Light - Images Formed by Plane Mirrors

David is observing his image in a plane mirror. The distance between the mirror and his image is $4\text{ m}$. If he moves $1\text{ m}$ towards the mirror, then find the distance between David and his image.

$6\text{ m}$

Initially, image distance $v = 4\text{ m}$, so object distance $u = 4\text{ m}$. When David moves $1\text{ m}$ towards the mirror, the new object distance becomes $u' = 4\text{ m} - 1\text{ m} = 3\text{ m}$. Since in a plane mirror $u = v$, the new image distance $v'$ is also $3\text{ m}$. The total distance between David and his image is $u' + v' = 3\text{ m} + 3\text{ m} = 6\text{ m}$.

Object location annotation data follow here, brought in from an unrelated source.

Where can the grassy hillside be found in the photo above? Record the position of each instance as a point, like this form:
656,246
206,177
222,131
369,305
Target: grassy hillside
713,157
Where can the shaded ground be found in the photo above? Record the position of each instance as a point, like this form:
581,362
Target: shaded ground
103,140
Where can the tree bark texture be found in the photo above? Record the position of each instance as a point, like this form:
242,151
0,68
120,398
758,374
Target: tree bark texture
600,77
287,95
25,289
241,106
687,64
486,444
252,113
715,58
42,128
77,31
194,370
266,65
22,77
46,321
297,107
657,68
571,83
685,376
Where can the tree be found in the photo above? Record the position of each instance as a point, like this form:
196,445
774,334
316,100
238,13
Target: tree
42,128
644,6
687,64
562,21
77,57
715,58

A ray of light strikes a plane mirror such that the angle between the incident ray and the mirror surface is $30^\circ$. Calculate the angle of reflection.

$60^\circ$

The angle between the incident ray and the mirror is $30^\circ$. Since the normal is perpendicular ($90^\circ$) to the mirror, the angle of incidence is $\angle i = 90^\circ - 30^\circ = 60^\circ$. According to the law of reflection, $\angle i = \angle r$, therefore the angle of reflection $\angle r = 60^\circ$.

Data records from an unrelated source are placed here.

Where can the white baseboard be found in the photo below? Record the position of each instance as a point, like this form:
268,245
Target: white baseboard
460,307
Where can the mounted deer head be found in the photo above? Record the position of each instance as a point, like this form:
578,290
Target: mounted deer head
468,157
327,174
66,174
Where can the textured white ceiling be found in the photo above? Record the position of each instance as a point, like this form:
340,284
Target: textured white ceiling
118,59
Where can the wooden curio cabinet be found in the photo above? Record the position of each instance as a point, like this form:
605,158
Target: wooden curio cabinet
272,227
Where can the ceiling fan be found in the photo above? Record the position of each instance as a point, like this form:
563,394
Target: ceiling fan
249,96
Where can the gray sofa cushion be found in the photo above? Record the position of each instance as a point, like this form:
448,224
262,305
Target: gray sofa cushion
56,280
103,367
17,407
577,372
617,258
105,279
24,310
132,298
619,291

If the letter 'P' is placed in front of a plane mirror, how will its image appear?

It will appear as 'q'.

This happens due to Lateral Inversion. The left side of the letter 'P' (the vertical line) remains on the same side relative to the mirror's plane, but the loop on the right side of the 'P' appears on the left side in the image.